Par ailleurs, les combats pour la supériorité aérienne sont déjà une réalité : 98 chasseurs, 63 hélicoptères, 24 avions de transport et 335 drones de tous types ont été abattus sur la dernière décennie, essentiellement aux marches de l’Europe (2). Après vingt ans de baisse progressive du format des aviations de combat occidentales, et malgré des progrès technologiques, dix années d’investissements majeurs par des compétiteurs viennent ainsi remettre en cause ce facteur premier de supériorité.

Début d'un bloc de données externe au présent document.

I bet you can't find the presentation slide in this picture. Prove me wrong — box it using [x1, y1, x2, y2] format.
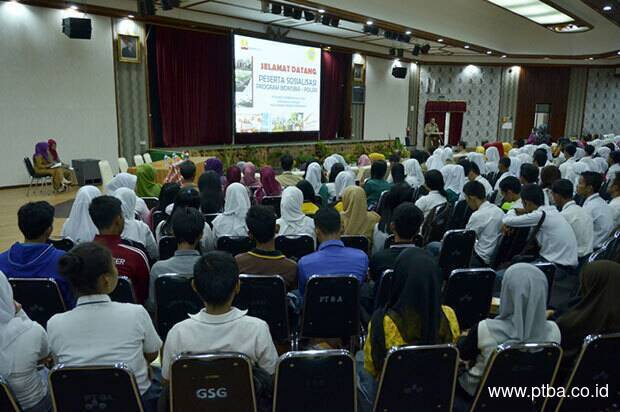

Ce contexte stratégique instable exige une puissance aérienne et spatiale renforcée. En effet, pour continuer de garantir la liberté d’action des forces alors que les espaces aériens deviennent de plus en plus contestés, il faut être en mesure, tout en assurant la posture de dissuasion aéroportée, d’imposer des effets décisifs pour :
décourager un adversaire potentiel dans sa volonté d’affaiblir les positions de la France, de menacer ses intérêts ou d’entraver sa liberté d’action ;
défendre et protéger nos concitoyens, où qu’ils se trouvent, notamment par les postures permanentes de sûreté pour le territoire national, par l’aide apportée lors des crises ou catastrophes et par des évacuations de ressortissants ;
défaire tout ennemi qui userait de la force pour tenter de nous imposer sa volonté, y compris dans un affrontement de haute intensité.